By James Dacey
Speculation has been running wild this week after NASA scientist John Grotzinger told National Public Radio (NPR) that the agency’s Curiosity rover has helped uncover a “major” discovery about Mars. The mission is part of NASA’s Mars Exploration Programme, which has a goal of determining whether life has ever arisen on Mars. Given that Grotzinger is the chief scientist of the Curiosity mission, people are naturally getting excited.
In the interview, broadcast on Tuesday, Grotzinger was talking with enthusiasm about the results coming in from Sample Analysis at Mars (SAM), a suite of instruments aboard the rover designed to collect soil and atmospheric samples. “We’re getting data from SAM,” he said. “These data are gonna be one for the history books. It’s looking really good.” Grotzinger said that the mission scientists are eagerly analysing the data but that we should not expect an announcement for several weeks.
So when these findings do become public, what will they reveal? Let us know what you think by taking part in this week’s Facebook poll.
What do you think has been discovered on Mars by NASA’s Curiosity rover?
Conditions favourable for life
Evidence to suggest that life has never existed on Mars
A microscopic fossil
A living micro-organism
Something else (please share your suggestions as a comment)
To take part in the poll, please visit our Facebook page..
In last week’s poll we looked at the issue of physics education. We asked whether you believe that 16–18 year olds should be taught modern physics such as quantum mechanics? The question was inspired by the publication last week of an open letter to President Barack Obama lamenting state education in the US. The letter, in the form of a YouTube video, was bemoaning the fact that current curricula in the US focus almost exclusively on classical physics while excluding modern physics such as quantum mechanics almost entirely.
The poll had a lot of responses on Facebook, with 67% of respondents believing that these students should be exposed to quantum mechanics – but only the ideas not the complex mathematics. 28% disagree and believe that the students should be exposed to the “whole shebang”, including the maths. The remaining 5% believe that at this age, physics students should focus exclusively on classical principles.
Interestingly, the majority of comments that accompanied the poll came from the small group of people that believes that students should remained focused on classical physics. One respondent, David Peter Wallis Freeborn, wrote “There’s no point in teaching the maths of QM at the age of 16–18. They won’t have mastered linear algebra or any classical mechanics.
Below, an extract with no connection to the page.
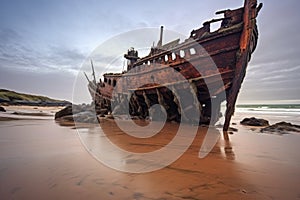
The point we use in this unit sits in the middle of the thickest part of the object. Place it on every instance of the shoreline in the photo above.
(245, 164)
You have to teach things from the base up, not just rush straight to ‘interesting’ modern theories.” Another commenter, Kristian Dominek Barajas, has a similar opinion: “My main concern is that students aren’t being engaged with the already complex and difficult topics in classical physics, which will ultimately stunt their growth in the field.”
Thank you for all your responses and we look forward to hearing from you again in this week’s poll.